I agree with this, You really shouldn’t run more then one node on a single raid 1 node is fine but more then 1 node your really going to raise the chance of loosing 3 nodes instead of 1 node. Its recommended to run nodes on its own media, using raids aren’t even recommended but of course its the best option to max out the size of the node. Plus theres no benefits of running more nodes on a single raid so your really going to hurt yourself in the end.

4.1.4. You will provide and maintain the Storage Node so that, at all times, it will meet the following minimum requirements (“ Minimum Storage Node Requirements ”):
- 4.1.4.1. Have a minimum of one (1) hard drive and one (1) processor core dedicated to each Storage Node;

kevink · November 9, 2020, 4:26pm

I disagree. The only reason I can see for not running multiple nodes on a raid system is if it slows down your system when the filewalker is running.
For me personally, I run a raidz1 with 3 drives and the filewalker process for 3 nodes even simultaneously does not have any noticeable impact on nodes or system operations (the system itself however runs from an ssd, not the raidz1).

Apart from that, the remaining arguments are imho not correct.

While the argument itself is of course true, you could lose 3 instead of 1 node, it is irrelevant. Because the amount of data you lose is the same and since all 3 nodes are in the same subnet, no duplicate pieces are stored on those nodes. So 3 nodes on the same array in the same subnet is exactly the same as having 1 node with the same amount of data.

I can’t see where you are hurting yourself but I can see a couple benfits:

If I need some space, I can shut down a smaller node.
If I want to expand, I can migrate a node to my new HDD/array and start with a node that gives full profit already
Should the unfortunate scenario happen that someone else is running a node in my subnet, I have more “power” and will get a bigger share of the ingress thatn I would get with only one node

(Sorry for jumping in on this off-topic discussion)

Odmin · November 9, 2020, 4:26pm

I can propose use 3 watchtower instances at the same time, each instance will have a different time period for check update for each node, and it will be the easiest solution for your problem.

deathlessdd · November 9, 2020, 4:56pm

While this is true not everyone has the intention to run all 3 nodes on same “subnet” So if lets say someone has 3 isp and or run a VPN for each node to get there nodes on a different subnet so they can Of course try to get more data.

Im not saying that is what is happening here, It is against the terms of services to do so anyways.
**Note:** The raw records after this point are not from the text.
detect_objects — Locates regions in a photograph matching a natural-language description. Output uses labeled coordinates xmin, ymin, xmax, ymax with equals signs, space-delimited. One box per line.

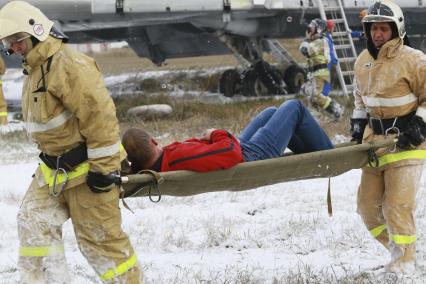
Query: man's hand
xmin=351 ymin=118 xmax=368 ymax=144
xmin=396 ymin=115 xmax=426 ymax=150
xmin=200 ymin=128 xmax=216 ymax=140
xmin=87 ymin=171 xmax=121 ymax=193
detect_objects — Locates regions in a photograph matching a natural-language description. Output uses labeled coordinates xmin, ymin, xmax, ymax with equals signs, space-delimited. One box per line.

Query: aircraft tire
xmin=241 ymin=68 xmax=265 ymax=97
xmin=284 ymin=65 xmax=307 ymax=94
xmin=219 ymin=69 xmax=241 ymax=97
xmin=254 ymin=60 xmax=287 ymax=95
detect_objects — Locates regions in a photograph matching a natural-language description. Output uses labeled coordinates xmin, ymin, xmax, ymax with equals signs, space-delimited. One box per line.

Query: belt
xmin=39 ymin=144 xmax=87 ymax=172
xmin=368 ymin=111 xmax=415 ymax=135
xmin=308 ymin=63 xmax=327 ymax=72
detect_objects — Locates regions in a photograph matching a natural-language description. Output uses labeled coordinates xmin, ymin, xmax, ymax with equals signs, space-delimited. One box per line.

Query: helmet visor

So if your node does fail its all on you.

Doom4535 · November 9, 2020, 9:16pm

I don’t believe this is correct, it is my understanding that they base the allotted priority based on IPV4 address, so all your nodes would be treated like one giant node by the satellite (unless of course you have multiple external IP addresses).

kevink · November 9, 2020, 9:37pm

you can read up on that in some other threads.
the short version: ingress is split in /24 subnets. And within those subnets a random node is selected. So if you hold 3 of the 4 nodes in your subnet, you get 75% of all ingress. So your neighbour gets 25% of the ingress.
(Basically all nodes within a /24 subnet are considered “one node” for the initial ingress distribution. Doesn’t matter if the node is in your neighbours house or 3 in your own.)

Pac · November 9, 2020, 10:18pm

That’s indeed my understanding too.
Feels a bit unfair to SNOs by the way, to be honest…

Doom4535 · November 10, 2020, 2:56am

Fascinating, put that under the TIL’ed category. I guess it does simplify it on the satellite side, I do feel like treating each IP as separate would be a little better for network robustness though?

kevink · November 10, 2020, 5:57am

no, this is done to keep data geographically distributed. You don’t want your neighbourhood storing 10 out of 40 remaining pieces because if your neighborhood goes down because of a problem in the electrical grid, the file will be unaccessible.
So storjlabs uses an /24 subnet distribution. Not perfect but so far the best system anyone could come up with.